Étiquettes: attentes en matière de mariage, responsabilités ménagères, division du travail, charge mentale, équité dans le mariage, tâches ménagères, rôles, planification

Demandez à un couple fiancé qui cuisinera, fera le ménage, gérera l'argent et se souviendra des rendez-vous chez le médecin, et vous entendrez souvent un joyeux « nous trouverons une solution ». Cela semble détendu et confiant. Dans la pratique, cela signifie généralement que chaque personne suppose tranquillement que la maison de son enfance était normale et que l’autre personne partage des hypothèses qu’elle n’a jamais exprimées à voix haute.

Les tâches ménagères ne sont pas un sujet romantique, mais peu de choses façonnent davantage la température quotidienne d'un mariage. Le ressentiment survient rarement suite à une grande trahison ; cela s'accumule sur mille petites soirées où une personne est épuisée et l'autre ne s'en rend vraiment pas compte. Parler du travail ordinaire d’une maison avant le nikah n’est pas antiromantique : c’est l’une des gentillesses les plus pratiques que deux personnes puissent s’offrir.

Avant le mariage, passez d'une vague bonne volonté à une compréhension concrète et orale de qui fait quoi à la maison - y compris la planification invisible, et pas seulement les tâches visibles. L'objectif n'est pas un partage identique à 50/50, mais un partage que les deux considèrent comme équitable, qui correspond à vos horaires réels et que chacun de vous peut soulever et réviser sans que cela ne devienne un combat.

Pourquoi « nous allons le découvrir » échoue discrètement

Les hypothèses tacites ne disparaissent pas après le mariage ; ils font surface comme une déception.

Chacun d'entre vous a appris un modèle du « fonctionnement d'une maison » auprès de la famille dans laquelle vous avez grandi, et ces modèles sont souvent invisibles jusqu'à ce qu'ils entrent en conflit.
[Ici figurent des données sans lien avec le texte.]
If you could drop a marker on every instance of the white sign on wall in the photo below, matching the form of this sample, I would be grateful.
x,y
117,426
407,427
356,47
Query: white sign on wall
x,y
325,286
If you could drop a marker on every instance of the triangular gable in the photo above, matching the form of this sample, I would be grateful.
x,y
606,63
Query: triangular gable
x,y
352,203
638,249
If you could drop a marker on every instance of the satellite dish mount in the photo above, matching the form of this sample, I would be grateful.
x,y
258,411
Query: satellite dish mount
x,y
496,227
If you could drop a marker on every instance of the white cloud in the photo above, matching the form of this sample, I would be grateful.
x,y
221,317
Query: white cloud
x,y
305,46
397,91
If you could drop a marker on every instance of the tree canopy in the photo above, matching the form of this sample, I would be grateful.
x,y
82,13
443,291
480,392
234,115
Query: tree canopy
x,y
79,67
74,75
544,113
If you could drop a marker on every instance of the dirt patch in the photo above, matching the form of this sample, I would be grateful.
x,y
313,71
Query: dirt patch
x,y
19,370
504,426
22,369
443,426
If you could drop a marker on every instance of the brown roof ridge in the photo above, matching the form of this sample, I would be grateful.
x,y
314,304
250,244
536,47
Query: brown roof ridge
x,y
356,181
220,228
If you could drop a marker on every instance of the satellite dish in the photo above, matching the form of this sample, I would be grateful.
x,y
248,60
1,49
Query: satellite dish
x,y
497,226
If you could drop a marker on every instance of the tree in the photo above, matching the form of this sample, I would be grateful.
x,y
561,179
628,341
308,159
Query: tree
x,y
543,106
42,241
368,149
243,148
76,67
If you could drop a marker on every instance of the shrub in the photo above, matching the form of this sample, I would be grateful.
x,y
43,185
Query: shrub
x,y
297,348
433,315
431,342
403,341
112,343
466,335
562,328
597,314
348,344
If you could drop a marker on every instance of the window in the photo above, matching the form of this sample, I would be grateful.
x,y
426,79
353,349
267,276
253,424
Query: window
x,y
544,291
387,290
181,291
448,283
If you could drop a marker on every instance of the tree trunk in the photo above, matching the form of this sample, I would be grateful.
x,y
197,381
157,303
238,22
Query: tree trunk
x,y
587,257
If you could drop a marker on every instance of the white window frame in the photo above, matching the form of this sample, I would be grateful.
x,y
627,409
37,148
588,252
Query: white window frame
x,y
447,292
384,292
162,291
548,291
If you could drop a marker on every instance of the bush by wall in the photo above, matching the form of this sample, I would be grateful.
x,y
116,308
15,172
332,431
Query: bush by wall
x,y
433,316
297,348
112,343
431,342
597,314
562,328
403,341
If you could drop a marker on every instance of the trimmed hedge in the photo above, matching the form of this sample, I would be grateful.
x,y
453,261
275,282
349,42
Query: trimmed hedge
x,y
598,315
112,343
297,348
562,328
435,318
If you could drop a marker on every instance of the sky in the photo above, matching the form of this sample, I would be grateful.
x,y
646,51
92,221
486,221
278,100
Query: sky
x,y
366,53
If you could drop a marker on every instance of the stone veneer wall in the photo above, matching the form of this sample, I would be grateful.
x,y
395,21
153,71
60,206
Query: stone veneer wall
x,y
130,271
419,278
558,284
Une personne s'attend à des repas cuisinés tous les soirs ; l’autre a grandi avec chacun se débrouillant pour lui-même. On suppose que les week-ends sont consacrés au nettoyage en profondeur ; l'autre suppose que les week-ends sont consacrés au repos. Rien de tout cela n’est faux, mais deux défauts tacites ne peuvent pas tous les deux gagner tranquillement.

Le problème n'est pas la différence ; c'est le silence qui l'entoure. Lorsque les attentes ne sont jamais nommées, les premiers mois du mariage deviennent une série de petits chocs, et chaque partenaire interprète le comportement de l’autre comme de l’insouciance plutôt que comme une hypothèse de départ différente.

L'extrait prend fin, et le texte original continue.